The city of Athens is full of pickpockets. They are especially prevalent in the underground metro system which runs throughout the city. Most people who move to Athens have something stolen from them sooner or later; I admit that I took pride in the fact that I never lost anything while I lived there.

A common strategy of pickpockets is to work together to catch you off guard. One will cause a commotion, or beg from you, or offer you a rose (yes, really), and while you are preoccupied, a second one will sneak up behind you and slip something out of your pocket.  

If you ride through Athens naively, you will lose your belongings. If you are not aware of the strategies of pickpockets, you are an easy target.

Likewise, many people ride through life as easy targets of the devil because they are not aware of his schemes. That includes many Christians. We have been warned that the “Prince of this World” is a master of deception, the very “Father of Lies.” But not everyone has considered the full implications of that fact. If you expect truth and falsehood to plainly oppose each other, you are like someone riding through a metro supposing that a thief will simply walk up and try to grab something.
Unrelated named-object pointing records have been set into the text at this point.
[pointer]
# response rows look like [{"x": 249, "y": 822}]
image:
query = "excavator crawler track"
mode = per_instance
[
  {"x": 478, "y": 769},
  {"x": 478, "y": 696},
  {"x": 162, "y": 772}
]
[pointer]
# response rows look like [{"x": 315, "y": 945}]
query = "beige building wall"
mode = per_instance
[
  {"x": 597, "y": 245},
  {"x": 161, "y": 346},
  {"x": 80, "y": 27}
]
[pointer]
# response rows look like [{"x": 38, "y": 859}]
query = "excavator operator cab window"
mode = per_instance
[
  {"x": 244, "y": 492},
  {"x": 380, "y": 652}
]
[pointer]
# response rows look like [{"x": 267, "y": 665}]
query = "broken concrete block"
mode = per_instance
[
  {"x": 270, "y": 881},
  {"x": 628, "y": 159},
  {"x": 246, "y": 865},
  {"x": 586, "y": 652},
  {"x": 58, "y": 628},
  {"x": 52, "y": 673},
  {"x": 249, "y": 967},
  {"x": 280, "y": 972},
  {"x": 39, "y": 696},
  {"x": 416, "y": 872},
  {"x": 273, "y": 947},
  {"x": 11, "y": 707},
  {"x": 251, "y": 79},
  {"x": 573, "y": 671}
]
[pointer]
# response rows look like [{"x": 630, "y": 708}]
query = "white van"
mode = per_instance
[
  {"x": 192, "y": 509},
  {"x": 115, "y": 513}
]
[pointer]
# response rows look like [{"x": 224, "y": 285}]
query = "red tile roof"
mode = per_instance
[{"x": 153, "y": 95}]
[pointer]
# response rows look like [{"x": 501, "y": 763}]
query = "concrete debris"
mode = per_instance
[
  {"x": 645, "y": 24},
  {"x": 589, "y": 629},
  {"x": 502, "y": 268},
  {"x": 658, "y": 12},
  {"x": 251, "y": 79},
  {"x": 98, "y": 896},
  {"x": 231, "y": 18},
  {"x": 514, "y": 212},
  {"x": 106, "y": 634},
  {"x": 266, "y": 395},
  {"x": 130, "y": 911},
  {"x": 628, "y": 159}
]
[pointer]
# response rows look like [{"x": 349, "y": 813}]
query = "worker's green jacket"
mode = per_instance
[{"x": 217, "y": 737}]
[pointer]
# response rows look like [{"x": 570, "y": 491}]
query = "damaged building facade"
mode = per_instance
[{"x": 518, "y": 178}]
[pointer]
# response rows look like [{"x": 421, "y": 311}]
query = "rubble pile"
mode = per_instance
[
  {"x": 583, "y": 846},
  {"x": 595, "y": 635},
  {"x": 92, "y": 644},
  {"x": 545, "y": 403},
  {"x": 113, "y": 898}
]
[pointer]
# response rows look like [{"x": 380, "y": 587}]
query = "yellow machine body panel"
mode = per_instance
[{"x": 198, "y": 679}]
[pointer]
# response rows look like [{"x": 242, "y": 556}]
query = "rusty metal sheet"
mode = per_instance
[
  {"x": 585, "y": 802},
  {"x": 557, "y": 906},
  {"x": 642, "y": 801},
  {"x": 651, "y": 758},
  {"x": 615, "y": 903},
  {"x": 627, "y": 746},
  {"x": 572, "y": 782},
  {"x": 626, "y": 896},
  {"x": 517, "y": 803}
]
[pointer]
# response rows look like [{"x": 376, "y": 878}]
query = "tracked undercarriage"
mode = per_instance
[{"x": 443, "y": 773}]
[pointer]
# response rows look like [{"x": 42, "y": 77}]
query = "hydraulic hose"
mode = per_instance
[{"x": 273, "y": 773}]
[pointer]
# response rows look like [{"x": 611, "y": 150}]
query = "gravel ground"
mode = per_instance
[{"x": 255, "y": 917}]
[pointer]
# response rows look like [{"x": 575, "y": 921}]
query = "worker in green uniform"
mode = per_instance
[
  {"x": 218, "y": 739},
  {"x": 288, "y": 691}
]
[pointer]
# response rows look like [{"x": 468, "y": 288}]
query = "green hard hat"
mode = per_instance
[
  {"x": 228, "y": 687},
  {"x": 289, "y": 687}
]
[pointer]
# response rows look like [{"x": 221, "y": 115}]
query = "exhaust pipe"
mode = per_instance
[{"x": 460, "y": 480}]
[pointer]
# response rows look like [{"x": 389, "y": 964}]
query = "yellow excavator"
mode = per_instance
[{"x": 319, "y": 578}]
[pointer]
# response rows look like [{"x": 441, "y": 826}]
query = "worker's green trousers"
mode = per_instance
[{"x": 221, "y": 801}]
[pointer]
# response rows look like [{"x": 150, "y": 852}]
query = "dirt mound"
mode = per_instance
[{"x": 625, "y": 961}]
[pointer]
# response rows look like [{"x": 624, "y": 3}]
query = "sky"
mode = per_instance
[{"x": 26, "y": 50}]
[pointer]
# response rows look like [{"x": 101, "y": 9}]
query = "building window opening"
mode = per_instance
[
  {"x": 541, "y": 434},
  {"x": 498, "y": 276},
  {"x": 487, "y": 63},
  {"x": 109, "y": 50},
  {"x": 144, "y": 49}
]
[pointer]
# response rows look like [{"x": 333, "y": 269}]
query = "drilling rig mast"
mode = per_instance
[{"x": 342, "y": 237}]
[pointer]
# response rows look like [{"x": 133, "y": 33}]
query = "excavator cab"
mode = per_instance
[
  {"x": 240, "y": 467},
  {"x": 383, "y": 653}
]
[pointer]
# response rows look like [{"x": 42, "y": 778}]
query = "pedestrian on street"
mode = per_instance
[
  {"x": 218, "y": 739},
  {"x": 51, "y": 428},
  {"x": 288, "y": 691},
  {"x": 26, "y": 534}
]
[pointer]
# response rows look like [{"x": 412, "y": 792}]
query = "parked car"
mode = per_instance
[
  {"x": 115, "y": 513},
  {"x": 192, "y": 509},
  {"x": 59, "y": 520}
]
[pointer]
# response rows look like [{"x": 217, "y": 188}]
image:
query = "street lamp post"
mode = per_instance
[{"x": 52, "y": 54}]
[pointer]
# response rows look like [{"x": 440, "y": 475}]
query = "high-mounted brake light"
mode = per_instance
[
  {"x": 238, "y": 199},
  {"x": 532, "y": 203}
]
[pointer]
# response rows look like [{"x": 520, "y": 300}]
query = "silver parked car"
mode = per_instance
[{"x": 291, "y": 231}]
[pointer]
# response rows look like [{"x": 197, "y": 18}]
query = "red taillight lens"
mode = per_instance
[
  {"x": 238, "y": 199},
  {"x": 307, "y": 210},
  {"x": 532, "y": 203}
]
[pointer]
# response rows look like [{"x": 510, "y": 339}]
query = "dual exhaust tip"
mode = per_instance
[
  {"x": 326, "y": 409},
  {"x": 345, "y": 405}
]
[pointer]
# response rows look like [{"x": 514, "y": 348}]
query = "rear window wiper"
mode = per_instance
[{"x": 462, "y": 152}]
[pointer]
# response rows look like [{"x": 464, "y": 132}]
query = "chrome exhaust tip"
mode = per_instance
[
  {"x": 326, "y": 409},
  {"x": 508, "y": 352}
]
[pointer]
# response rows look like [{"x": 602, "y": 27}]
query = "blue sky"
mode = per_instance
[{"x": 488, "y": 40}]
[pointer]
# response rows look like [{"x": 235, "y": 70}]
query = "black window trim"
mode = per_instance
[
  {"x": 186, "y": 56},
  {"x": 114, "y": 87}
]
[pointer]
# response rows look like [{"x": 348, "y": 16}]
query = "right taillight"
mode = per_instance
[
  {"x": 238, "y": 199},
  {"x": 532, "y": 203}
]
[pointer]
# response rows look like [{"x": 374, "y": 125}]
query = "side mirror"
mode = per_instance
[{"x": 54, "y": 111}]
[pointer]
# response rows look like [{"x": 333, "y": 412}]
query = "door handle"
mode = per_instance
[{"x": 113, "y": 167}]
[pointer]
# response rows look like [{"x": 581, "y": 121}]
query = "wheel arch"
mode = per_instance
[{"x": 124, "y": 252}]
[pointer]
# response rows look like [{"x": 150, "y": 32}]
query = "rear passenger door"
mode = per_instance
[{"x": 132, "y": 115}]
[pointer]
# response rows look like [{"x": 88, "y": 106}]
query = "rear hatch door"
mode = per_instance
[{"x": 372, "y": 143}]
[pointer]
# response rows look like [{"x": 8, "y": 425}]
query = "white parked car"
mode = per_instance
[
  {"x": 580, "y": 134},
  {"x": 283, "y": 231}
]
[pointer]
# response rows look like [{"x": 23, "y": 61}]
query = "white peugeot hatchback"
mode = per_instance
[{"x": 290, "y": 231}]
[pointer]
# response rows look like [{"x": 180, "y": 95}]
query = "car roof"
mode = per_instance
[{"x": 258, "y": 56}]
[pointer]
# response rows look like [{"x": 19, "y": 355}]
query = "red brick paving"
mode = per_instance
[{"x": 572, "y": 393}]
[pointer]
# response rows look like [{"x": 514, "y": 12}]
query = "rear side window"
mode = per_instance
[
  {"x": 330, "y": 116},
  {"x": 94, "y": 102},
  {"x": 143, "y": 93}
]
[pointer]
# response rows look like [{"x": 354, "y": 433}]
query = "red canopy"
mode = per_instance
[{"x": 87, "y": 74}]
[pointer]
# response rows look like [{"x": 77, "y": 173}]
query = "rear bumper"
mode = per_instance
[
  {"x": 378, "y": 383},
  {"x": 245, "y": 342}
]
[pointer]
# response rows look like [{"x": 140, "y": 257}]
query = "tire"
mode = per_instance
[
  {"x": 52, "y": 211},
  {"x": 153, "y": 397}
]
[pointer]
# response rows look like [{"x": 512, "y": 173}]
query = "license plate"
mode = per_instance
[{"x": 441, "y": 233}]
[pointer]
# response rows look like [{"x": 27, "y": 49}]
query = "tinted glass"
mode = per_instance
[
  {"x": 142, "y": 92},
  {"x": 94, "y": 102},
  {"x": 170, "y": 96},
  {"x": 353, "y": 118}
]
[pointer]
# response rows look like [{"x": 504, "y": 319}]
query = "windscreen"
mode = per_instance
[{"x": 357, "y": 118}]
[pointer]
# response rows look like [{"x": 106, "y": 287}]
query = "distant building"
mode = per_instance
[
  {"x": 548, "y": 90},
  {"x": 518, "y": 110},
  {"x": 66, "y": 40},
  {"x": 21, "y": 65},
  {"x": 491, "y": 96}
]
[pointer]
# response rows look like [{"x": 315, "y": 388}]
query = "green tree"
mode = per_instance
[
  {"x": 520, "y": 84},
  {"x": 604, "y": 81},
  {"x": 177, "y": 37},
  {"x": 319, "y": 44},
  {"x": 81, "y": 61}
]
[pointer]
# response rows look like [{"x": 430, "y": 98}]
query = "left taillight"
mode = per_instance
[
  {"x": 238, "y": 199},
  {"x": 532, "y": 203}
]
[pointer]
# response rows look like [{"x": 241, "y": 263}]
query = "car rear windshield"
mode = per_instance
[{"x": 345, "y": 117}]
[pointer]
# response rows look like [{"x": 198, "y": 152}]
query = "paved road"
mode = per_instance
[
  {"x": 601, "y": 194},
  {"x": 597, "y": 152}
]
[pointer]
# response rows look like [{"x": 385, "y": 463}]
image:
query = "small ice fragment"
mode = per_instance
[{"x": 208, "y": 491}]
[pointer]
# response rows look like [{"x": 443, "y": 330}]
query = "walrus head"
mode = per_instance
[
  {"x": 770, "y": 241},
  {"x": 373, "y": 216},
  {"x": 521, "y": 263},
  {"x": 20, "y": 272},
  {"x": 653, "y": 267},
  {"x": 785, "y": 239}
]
But it’s not that simple. Instead, the devil likes to play games with us, throwing up one lie to make us vulnerable to another lie – usually its opposite.

When the Opposite of a Lie is a Lie

To see how this process works, take a recent example. Dilbert cartoonist Scott Adams advised white people to “get the hell away” from black people. In response, one black writer posted an essay entitled, “Scott Adams Has It Backwards: Black people need to stay away from White people.” The second writer rejected and opposed Scott Adams’s error, and in her indignation backed up straight into a mirror-image error. This is an unusually clear example. Most cases are more subtle, and you have to be alert to notice them.

Consider as another example a development in American history observed by some social critics. It was the lie that people of “noble blood” had a divine right to boss the peasants around as they pleased. The American Founders opposed that, and American society has been opposed to elite oppression of the individual ever since.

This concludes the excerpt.